Nonlibrary training provides a very different perspective and can give you some great ideas and pointers like;
-letting patrons customize your web page will make it more relevant to them
-a Nielsen study found teens aren’t the biggest users of social media (so how should you reach them?)
-customize your patron surveys to get a better response rate (and get out of the library to survey non users)
-consider digital signage as it’s so much more flexible
-the more you use Pandora (free internet radio etc.) the better it gets since as you accept or reject its suggestions, it starts to understand your preferences (just what our Recommendations pages should do)
–Better Together helps improve your social capital, engage and build your community, and maximize your connections (great for increasing your advocacy skills and ensuring your library’s offerings are valued by the community)
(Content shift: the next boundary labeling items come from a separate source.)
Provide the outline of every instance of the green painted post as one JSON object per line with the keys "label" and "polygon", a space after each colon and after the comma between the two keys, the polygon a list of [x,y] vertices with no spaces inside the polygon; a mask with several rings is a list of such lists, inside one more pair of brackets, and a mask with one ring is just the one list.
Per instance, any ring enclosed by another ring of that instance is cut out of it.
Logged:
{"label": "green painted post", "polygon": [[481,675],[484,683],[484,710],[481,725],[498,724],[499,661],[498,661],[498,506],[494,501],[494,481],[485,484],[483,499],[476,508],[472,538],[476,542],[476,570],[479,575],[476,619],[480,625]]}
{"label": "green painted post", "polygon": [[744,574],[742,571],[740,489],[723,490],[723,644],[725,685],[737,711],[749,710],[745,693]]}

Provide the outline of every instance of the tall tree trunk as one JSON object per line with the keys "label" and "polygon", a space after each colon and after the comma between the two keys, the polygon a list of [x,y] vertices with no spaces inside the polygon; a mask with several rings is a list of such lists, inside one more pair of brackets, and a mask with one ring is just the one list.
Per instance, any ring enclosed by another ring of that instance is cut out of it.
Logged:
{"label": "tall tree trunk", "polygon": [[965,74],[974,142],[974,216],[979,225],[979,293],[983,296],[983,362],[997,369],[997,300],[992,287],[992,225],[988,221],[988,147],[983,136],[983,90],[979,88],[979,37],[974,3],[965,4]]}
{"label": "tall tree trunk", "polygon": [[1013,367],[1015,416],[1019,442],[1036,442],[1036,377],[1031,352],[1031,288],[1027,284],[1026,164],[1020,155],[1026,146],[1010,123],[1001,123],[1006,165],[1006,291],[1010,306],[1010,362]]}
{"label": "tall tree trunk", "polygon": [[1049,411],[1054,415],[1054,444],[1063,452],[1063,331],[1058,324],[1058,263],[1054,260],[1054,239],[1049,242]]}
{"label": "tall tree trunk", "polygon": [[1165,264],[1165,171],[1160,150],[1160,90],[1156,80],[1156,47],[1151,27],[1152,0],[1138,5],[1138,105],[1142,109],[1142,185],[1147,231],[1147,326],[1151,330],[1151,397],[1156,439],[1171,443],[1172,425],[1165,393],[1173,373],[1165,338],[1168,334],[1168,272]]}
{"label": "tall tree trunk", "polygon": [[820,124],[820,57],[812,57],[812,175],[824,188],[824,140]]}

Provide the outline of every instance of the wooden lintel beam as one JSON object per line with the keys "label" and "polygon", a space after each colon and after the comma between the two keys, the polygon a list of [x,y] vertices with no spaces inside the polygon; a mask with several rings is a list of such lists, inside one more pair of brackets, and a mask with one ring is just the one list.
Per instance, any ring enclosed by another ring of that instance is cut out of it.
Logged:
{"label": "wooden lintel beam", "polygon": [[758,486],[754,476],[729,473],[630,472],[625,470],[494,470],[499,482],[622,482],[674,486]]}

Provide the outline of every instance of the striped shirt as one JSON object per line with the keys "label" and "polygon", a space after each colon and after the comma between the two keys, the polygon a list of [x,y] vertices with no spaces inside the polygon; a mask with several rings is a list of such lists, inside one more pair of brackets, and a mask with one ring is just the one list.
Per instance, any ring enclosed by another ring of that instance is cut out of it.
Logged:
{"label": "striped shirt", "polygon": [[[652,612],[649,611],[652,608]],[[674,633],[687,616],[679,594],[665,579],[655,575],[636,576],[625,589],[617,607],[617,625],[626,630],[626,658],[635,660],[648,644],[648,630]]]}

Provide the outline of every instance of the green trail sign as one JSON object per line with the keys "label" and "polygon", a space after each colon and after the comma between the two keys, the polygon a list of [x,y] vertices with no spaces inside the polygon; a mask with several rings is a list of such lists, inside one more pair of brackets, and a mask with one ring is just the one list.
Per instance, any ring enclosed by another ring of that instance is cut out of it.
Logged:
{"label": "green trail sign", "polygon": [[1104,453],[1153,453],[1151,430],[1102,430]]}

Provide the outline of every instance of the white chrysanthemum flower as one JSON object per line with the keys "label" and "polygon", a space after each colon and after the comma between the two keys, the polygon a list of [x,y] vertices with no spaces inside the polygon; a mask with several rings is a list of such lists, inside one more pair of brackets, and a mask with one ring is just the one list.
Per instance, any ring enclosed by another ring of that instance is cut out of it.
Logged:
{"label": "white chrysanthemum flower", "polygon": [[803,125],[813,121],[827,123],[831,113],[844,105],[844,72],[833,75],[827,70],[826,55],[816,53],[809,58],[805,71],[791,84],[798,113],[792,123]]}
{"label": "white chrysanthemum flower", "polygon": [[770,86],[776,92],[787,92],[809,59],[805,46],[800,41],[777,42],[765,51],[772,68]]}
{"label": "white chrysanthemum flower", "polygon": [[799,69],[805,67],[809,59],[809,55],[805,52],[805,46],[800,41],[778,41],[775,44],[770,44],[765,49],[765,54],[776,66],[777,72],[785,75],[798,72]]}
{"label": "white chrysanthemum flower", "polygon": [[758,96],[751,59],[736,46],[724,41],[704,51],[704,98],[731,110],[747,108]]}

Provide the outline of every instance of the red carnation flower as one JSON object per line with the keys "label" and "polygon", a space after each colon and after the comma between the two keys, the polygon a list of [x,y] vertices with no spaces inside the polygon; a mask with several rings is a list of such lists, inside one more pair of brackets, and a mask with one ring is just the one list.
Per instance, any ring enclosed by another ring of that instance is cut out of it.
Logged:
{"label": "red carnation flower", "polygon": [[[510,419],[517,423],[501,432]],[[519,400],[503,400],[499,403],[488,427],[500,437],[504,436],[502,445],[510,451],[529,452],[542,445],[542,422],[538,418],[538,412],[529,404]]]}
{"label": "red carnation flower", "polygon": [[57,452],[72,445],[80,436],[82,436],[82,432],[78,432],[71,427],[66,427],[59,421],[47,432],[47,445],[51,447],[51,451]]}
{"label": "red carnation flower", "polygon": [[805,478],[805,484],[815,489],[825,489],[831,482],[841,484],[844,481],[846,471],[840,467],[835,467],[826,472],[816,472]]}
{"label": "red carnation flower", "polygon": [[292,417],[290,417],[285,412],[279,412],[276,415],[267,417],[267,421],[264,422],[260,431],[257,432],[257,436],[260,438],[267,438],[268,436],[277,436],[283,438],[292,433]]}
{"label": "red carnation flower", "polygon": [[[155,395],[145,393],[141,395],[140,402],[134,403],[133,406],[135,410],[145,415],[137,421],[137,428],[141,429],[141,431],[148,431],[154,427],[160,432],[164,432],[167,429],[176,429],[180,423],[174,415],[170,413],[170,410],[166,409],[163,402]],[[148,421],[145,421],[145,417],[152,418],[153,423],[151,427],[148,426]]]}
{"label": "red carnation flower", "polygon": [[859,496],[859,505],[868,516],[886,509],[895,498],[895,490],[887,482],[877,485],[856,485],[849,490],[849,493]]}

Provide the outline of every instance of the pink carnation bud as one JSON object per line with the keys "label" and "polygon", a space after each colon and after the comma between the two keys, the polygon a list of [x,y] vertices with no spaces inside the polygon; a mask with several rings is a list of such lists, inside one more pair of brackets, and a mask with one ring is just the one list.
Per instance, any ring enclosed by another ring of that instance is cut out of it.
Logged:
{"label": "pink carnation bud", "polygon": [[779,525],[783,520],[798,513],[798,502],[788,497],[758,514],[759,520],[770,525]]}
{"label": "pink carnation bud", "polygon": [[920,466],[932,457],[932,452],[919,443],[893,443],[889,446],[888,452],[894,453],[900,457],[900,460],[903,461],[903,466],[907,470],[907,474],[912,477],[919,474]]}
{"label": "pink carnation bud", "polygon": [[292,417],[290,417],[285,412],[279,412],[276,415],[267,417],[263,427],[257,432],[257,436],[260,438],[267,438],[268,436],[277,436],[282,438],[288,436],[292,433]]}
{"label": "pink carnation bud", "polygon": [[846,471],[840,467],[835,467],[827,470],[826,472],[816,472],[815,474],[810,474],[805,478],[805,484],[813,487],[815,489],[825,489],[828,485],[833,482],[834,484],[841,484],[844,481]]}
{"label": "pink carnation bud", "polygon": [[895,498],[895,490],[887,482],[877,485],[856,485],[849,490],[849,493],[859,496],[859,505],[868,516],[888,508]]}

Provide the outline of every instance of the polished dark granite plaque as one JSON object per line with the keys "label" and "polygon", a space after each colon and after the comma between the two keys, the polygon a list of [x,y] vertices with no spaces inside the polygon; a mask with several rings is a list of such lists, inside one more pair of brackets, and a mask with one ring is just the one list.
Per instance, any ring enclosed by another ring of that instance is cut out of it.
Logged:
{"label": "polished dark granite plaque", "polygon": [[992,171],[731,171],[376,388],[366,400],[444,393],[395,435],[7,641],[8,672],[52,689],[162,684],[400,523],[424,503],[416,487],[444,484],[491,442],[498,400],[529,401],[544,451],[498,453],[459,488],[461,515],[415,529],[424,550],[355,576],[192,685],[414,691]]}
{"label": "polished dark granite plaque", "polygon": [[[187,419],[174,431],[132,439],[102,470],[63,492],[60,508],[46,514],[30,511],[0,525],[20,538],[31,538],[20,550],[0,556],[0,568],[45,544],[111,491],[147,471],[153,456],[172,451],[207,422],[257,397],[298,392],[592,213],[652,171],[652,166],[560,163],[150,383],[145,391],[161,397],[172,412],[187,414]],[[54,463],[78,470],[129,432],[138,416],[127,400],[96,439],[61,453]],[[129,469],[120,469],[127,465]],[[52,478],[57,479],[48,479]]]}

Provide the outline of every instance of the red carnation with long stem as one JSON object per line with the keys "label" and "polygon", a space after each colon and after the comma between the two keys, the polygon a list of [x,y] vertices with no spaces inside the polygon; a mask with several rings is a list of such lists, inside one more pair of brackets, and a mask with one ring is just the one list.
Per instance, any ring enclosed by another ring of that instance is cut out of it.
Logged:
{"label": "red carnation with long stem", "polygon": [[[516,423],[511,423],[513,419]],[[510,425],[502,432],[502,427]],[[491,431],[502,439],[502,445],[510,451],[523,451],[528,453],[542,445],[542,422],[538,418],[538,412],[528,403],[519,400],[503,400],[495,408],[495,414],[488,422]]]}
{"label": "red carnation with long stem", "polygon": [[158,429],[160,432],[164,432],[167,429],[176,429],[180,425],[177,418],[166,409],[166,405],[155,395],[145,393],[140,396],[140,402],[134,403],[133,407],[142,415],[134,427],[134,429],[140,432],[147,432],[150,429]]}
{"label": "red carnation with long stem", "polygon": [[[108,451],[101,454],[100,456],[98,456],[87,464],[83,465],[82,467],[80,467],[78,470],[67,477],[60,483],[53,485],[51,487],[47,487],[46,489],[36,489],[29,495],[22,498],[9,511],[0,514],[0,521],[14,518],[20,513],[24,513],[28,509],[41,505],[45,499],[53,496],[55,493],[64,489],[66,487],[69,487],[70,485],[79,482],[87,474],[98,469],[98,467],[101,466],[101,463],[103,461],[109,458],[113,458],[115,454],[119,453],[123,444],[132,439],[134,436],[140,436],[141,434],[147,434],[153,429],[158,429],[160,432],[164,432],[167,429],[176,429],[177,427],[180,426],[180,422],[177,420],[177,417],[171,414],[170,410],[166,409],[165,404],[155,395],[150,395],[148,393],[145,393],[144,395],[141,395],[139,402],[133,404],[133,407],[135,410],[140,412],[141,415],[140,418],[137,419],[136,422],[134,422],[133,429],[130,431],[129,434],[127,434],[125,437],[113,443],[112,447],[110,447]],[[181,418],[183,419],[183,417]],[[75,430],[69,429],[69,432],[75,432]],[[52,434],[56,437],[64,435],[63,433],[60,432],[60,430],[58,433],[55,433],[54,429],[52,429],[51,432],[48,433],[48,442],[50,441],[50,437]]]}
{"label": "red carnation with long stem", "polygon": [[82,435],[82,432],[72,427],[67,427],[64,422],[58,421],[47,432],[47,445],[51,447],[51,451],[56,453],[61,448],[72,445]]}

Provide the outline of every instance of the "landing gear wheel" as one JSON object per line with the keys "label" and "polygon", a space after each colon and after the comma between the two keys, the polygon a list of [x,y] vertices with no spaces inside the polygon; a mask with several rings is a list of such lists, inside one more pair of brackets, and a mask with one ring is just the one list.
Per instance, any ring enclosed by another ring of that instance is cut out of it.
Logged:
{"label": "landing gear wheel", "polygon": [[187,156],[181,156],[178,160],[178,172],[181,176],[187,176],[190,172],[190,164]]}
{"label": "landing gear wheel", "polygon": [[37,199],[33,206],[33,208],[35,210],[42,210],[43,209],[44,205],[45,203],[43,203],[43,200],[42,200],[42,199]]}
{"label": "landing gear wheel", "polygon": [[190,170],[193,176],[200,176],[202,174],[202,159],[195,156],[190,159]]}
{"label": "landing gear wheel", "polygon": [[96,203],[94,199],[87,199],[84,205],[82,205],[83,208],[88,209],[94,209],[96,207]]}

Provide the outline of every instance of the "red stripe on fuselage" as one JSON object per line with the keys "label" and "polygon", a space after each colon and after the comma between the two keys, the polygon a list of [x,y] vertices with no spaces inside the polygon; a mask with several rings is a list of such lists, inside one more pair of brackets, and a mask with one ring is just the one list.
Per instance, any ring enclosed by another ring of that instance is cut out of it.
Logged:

-Ted (the “ideas worth spreading” site) has Tedx to help your town design and host its own TED style events
And often, libraries are mentioned in these trainings. Advertising Age did a study concluding that Starbucks is the “third place” and that libraries really missed an opportunity there. They also provide a marketing centric view to the world – e.g. the Haitian earthquake made them realize that people want to be able to donate via Twitter. (This reminded me that I’m always asked at the grocery checkout if I want to give to some worthy cause. Why not use this tactic at library self check stations? When you put in your credit card to pay your fines, the first question could be “Would you like to donate money to the library foundation?” – I’d love to hear from anyone out there who is doing this or considering it. Is it generating any donations? What are the benefits and drawbacks?)
So consider expanding your training marketplace and tell me, what are some of your favorite nonlibrary training sources?